Heart disease and epilepsy often coexist in the elderly, and this may pose therapeutic dilemmas. Thus, although intravenous phenytoin and benzodiazepines are important in the acute management of convulsions and status epilepticus, this approach must be used especially carefully in patients with cardiac disease because of the risk of inducing hypotension and cardiac arrhythmias. This risk depends on the rate of drug delivery, advanced age, and severity of underlying cardiovascular disease⁴⁴ and has been related to toxicity of the diluent, propylene glycol, a direct cardiotoxic effect of phenytoin, or both.^36,46 In patients at high risk, intravenous phenytoin should be infused at a rate of 25 mg/min rather than 50 mg/min, with continuous electrocardiographic monitoring and frequent blood pressure measurements.^36,46 Hypotension or an arrhythmia generally resolves with temporary discontinuation of the infusion; when restarted, the infusion rate may require reduction to 10 mg/min or less. Intravenous fosphenytoin appears to have the same therapeutic profile as intravenous phenytoin but with fewer cardiovascular effects.¹⁵⁵

Long-term anticonvulsant therapy is rarely associated with significant cardiovascular complications. Symptomatic arrhythmias have developed, however, in association with plasma levels of carbamazepine in the optimal therapeutic range, usually in patients with underlying cardiac disturbances.^15,94 It seems appropriate, therefore, to obtain routine electrocardiograms in patients with known cardiac disease who are receiving either carbamazepine or phenytoin on a long-term basis. Any disturbance of consciousness in such patients may relate to a cardiac arrhythmia as well as to seizures, and investigations should be undertaken with this in mind.

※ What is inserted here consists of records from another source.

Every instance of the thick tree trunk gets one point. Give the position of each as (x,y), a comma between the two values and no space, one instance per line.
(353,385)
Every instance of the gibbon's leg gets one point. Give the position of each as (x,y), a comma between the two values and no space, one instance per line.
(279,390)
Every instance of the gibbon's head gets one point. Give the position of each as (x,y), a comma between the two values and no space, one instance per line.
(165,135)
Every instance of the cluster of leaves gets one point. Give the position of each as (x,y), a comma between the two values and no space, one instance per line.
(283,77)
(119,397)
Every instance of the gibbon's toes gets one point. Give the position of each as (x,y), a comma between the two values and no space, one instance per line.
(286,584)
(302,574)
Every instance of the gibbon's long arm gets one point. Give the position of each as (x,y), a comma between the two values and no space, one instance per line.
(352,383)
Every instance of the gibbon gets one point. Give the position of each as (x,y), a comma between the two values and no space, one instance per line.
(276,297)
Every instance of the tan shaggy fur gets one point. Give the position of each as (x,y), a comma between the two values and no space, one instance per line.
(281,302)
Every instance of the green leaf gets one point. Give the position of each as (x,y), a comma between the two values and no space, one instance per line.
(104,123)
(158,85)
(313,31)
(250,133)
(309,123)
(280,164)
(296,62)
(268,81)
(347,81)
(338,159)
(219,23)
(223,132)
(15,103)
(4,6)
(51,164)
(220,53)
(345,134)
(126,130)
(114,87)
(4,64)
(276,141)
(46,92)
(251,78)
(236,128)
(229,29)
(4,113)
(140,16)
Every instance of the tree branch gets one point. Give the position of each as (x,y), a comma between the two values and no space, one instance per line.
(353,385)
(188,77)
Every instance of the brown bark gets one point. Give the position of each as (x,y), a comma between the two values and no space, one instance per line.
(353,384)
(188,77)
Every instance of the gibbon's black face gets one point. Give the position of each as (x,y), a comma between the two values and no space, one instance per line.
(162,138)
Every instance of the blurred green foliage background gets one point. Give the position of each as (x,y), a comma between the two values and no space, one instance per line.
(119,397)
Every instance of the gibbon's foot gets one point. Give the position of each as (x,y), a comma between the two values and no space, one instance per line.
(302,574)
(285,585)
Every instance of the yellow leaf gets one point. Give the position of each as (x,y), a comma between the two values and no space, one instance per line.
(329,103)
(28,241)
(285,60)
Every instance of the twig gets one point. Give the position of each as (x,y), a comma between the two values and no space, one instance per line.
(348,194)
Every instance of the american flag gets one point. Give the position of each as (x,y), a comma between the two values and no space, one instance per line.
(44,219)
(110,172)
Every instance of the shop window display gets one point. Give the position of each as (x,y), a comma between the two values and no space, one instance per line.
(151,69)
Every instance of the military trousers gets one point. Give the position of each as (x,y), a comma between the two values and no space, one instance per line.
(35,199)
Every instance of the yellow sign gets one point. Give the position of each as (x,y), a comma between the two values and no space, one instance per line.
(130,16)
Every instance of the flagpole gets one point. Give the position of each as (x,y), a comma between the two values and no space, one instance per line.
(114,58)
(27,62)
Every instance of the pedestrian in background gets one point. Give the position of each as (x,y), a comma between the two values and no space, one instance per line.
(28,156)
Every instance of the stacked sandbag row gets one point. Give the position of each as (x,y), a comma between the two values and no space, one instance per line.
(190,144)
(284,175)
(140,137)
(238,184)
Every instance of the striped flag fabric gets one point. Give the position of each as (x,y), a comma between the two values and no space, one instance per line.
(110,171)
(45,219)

The interaction of anticonvulsant and cardiac medications may complicate the management of epilepsy in patients with heart disease. Concurrent use of phenytoin and quinidine sometimes increases ectopy in patients with a history of ventricular arrhythmias.²⁰¹ Phenytoin and phenobarbital may increase the metabolism of quinidine, digoxin, lidocaine, and mexiletine through induction of hepatic microsomal enzymes.^46,201 Amiodarone may increase serum phenytoin levels,¹²⁶ and calcium channel blockers may increase serum carbamazepine concentrations.⁴⁶ It is therefore necessary to measure serum levels of anticonvulsant drugs frequently and to monitor cardiovascular function when introducing or adjusting antiepileptic or cardiac medications.

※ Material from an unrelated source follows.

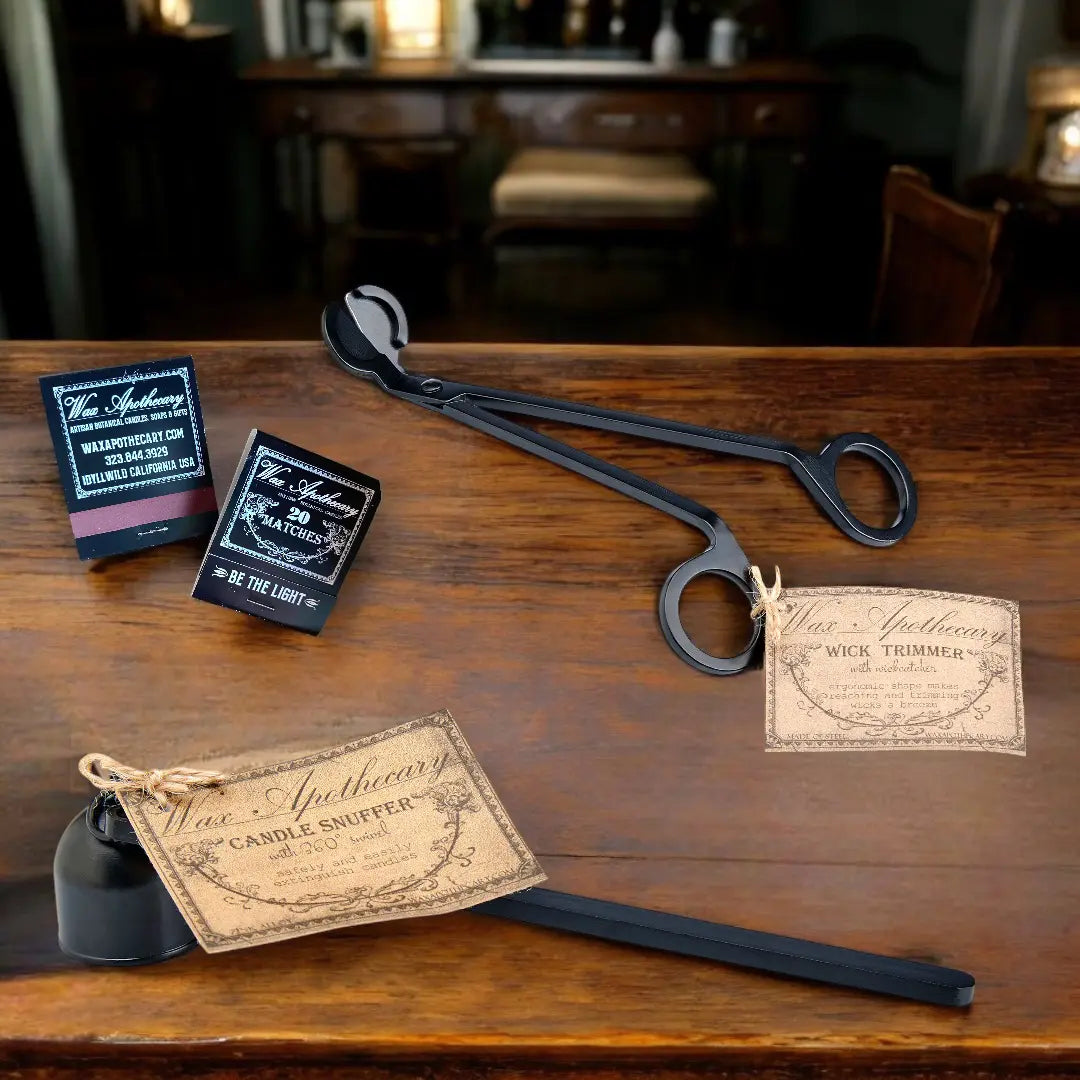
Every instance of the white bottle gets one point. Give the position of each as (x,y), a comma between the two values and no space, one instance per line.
(666,44)
(724,41)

Seizures are frequent in transplant recipients, who may be put at risk by the nature of their underlying illness, prior treatments, perioperative metabolic abnormalities, and postoperative complications such as cerebral ischemia. Following the transplantation procedure, seizures may relate to immunosuppression, drugs, and rejection. The incidence of seizures after transplant procedures depends on the type and method of transplantation and the patient population under study (Table 1). Children are generally at greater risk than adults for posttransplant seizures.^{2,66,91,125,129}

The etiology of seizures in transplant recipients is frequently multifactorial. Immunosuppressive agents, especially cyclosporine, may themselves cause seizures. Neurologic complications occur in up to 25% of patients receiving cyclosporine; in addition to seizures, tremor, ataxia, leukoencephalopathy, cortical blindness, neuropathy, quadriparesis, and dysesthesias are well described.²⁰⁴ O’Sullivan¹⁴⁶ reported cyclosporine-induced seizures in 1.5% of kidney recipients and 5.5% of bone marrow recipients. Others have suggested higher rates, particularly in liver recipients^40,69 and in children.^66,91

Cyclosporine-induced seizures occur regardless of whether serum levels are within or exceed the therapeutic range and have been attributed to a cyclosporine metabolite.³⁴ Metabolic and systemic abnormalities and other therapeutic agents may potentiate cyclosporine-related seizures. These various factors include concomitant methylprednisolone therapy,^23,49 hypertension,⁸⁹ hypomagnesemia,^2,69,196 hypocholestero- lemia,⁴⁰ microangiopathic hemolytic anemia,^65,159 and, after renal transplantation, aluminum overload.¹⁴¹ In many patients with suspected cyclosporine-induced seizures, however, none of these additional abnormalities is present.